Una discriminazione gravissima che ha condannato migliaia di persone ad anni di sofferenza, in attesa di rientrare tra i pazienti trattabili le loro condizioni sono peggiorate con un aggravio di costi per il SSN.
Dal 2015 ad oggi in Italia sono stati trattati circa 260.000 pazienti che hanno eradicato il virus, riducendo significativamente l’impatto sociale della malattia. Restano ancora tanti i pazienti da guarire e i costi per le cure sono stati sottratti ad altri comparti della spesa sanitaria.
50 milioni di malati esclusi dalle cure
Se nei Paesi ad alto reddito la cura non è garantita a tutti, in quelli a medio e basso reddito la situazione è molto più grave. Per questo, molti Paesi, come Egitto, Cina e Ucraina hanno respinto le richieste di brevetto per il sofosbuvir e il farmaco viene prodotto come generico. Anche in India inizialmente l’ufficio brevetti aveva respinto la richiesta della Gilead, motivando che il sofosbuvir non è scientificamente innovativo. La notizia era stata accolta con grandi speranze da tanti Paesi e da associazioni come Medici Senza Frontiere.

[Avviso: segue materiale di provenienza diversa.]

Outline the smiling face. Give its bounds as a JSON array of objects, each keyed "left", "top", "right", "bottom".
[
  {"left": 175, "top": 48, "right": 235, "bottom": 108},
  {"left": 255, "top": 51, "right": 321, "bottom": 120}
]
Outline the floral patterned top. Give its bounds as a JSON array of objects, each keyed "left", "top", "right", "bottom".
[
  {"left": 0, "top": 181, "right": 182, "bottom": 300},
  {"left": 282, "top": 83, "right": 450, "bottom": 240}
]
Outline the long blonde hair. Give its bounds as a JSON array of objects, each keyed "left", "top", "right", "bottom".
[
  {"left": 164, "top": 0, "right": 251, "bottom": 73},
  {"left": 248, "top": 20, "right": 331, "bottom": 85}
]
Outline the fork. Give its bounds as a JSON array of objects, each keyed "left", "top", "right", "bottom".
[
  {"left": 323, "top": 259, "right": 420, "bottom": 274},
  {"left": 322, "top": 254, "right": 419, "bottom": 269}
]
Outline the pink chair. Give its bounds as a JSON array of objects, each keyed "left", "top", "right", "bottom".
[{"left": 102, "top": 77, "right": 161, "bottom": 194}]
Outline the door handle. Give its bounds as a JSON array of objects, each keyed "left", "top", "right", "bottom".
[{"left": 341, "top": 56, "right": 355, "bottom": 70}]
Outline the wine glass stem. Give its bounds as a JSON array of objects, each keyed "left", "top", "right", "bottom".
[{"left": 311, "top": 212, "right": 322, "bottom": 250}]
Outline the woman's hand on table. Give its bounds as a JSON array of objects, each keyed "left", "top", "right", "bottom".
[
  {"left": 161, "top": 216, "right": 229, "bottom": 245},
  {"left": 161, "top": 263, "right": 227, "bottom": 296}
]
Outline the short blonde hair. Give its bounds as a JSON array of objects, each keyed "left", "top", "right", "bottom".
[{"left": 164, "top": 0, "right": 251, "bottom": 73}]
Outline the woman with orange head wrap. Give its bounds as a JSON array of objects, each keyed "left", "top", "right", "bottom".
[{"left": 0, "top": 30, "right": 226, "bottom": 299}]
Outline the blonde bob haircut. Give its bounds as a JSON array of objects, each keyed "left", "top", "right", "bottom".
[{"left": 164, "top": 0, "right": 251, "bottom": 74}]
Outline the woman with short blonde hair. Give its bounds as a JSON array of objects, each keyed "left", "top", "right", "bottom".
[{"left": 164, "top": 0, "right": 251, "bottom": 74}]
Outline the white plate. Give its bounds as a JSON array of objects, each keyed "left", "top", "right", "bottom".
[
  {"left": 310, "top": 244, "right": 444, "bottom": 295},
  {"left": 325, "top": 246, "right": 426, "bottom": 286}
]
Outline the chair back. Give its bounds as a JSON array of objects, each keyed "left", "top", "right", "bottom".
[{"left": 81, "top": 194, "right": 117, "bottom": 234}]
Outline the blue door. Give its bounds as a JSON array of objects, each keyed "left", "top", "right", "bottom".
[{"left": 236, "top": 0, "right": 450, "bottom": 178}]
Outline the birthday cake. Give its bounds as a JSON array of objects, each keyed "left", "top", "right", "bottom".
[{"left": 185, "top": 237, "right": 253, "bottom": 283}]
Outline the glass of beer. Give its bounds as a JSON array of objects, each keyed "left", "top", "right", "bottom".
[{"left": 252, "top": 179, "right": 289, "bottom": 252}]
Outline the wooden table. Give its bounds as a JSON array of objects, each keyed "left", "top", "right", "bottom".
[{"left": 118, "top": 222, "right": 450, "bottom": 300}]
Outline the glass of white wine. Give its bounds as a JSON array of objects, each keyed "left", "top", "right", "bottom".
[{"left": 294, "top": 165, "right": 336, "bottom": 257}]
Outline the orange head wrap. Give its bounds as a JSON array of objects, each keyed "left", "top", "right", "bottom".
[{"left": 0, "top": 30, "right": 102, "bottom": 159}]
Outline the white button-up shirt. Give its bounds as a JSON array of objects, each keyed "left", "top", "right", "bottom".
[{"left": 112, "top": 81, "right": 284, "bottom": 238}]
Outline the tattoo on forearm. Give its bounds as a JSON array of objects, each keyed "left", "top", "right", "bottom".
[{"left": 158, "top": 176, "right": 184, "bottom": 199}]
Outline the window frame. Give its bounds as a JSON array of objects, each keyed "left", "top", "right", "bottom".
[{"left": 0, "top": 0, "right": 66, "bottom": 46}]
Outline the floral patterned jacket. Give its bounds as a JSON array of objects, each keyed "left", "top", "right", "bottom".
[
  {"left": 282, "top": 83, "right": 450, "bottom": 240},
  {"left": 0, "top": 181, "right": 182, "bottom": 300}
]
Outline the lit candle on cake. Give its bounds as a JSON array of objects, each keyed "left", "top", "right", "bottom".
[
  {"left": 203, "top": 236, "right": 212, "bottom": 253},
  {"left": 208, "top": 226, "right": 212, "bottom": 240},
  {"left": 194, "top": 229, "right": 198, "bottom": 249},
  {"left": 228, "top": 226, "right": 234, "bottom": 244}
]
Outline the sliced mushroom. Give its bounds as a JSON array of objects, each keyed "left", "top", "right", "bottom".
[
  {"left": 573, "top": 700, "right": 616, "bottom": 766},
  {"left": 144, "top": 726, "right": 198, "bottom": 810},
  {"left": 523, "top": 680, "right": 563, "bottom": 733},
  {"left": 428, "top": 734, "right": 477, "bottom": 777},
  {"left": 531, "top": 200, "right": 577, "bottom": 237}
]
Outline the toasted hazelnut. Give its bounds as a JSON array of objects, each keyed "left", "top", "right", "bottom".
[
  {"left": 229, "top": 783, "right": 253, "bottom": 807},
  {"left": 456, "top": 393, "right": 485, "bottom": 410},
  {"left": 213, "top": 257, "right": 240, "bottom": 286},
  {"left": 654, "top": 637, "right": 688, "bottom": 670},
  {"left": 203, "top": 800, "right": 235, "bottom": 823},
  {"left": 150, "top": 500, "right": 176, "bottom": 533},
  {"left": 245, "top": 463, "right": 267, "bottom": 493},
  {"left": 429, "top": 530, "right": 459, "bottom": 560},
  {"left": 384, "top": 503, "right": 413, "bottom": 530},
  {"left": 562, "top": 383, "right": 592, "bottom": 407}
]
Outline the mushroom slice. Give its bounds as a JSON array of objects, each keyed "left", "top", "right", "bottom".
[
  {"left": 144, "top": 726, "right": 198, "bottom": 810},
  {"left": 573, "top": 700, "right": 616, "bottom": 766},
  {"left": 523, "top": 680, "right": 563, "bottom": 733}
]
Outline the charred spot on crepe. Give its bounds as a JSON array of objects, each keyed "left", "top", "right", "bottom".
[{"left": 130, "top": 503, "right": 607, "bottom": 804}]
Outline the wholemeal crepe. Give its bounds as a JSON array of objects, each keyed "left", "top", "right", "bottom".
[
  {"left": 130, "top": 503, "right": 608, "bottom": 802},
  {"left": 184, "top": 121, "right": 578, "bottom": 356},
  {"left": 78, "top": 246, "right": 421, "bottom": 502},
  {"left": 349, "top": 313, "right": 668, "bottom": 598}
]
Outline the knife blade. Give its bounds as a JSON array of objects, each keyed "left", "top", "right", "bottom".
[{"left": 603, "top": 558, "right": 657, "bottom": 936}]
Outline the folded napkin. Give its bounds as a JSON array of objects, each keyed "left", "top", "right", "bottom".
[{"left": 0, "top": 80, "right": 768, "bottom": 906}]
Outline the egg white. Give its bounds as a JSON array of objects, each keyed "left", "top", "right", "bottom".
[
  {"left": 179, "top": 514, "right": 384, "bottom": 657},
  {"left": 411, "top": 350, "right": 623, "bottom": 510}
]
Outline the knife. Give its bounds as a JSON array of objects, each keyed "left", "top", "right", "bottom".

Come spiega MSF, “l’India viene chiamata la farmacia dei Paesi in via di sviluppo perché produce molte versioni generiche a prezzi accessibili di farmaci brevettati altrove. Oltre l’80% dei farmaci antiretrovirali utilizzati nei Paesi in via di sviluppo provengono dall’India, che è in grado di produrli perché la sua legge sui brevetti fissa standard elevati per i quali i farmaci meritano o meno un brevetto, consentendo ai produttori di generici di competere sul mercato e abbassare i prezzi”.
Purtroppo nel 2016 anche l’ufficio indiano ha ceduto alle pressioni delle aziende farmaceutiche e degli Stati Uniti, concedendo la copertura brevettuale. Così, mentre Gilead incassava 15,5 miliardi di dollari nel solo biennio 2014-15, con un farmaco che nelle versioni generiche costava solo 335 dollari a trattamento, a quasi 50 milioni di malati dei Paesi poveri veniva impedito l’accesso a cure che gli avrebbero salvato la vita.
La salute è un diritto universale, non un privilegio per chi può permetterselo. Le scelte spietate delle aziende farmaceutiche, guidate dal profitto, spesso confliggono con l’interesse pubblico e la sostenibilità dei Sistemi Sanitari Nazionali. L’accesso ai farmaci salvavita, come il sofosbuvir e i biosimilari del Lucentis, non dovrebbe essere una questione di contrattazioni e strategie aziendali, ma un diritto inalienabile.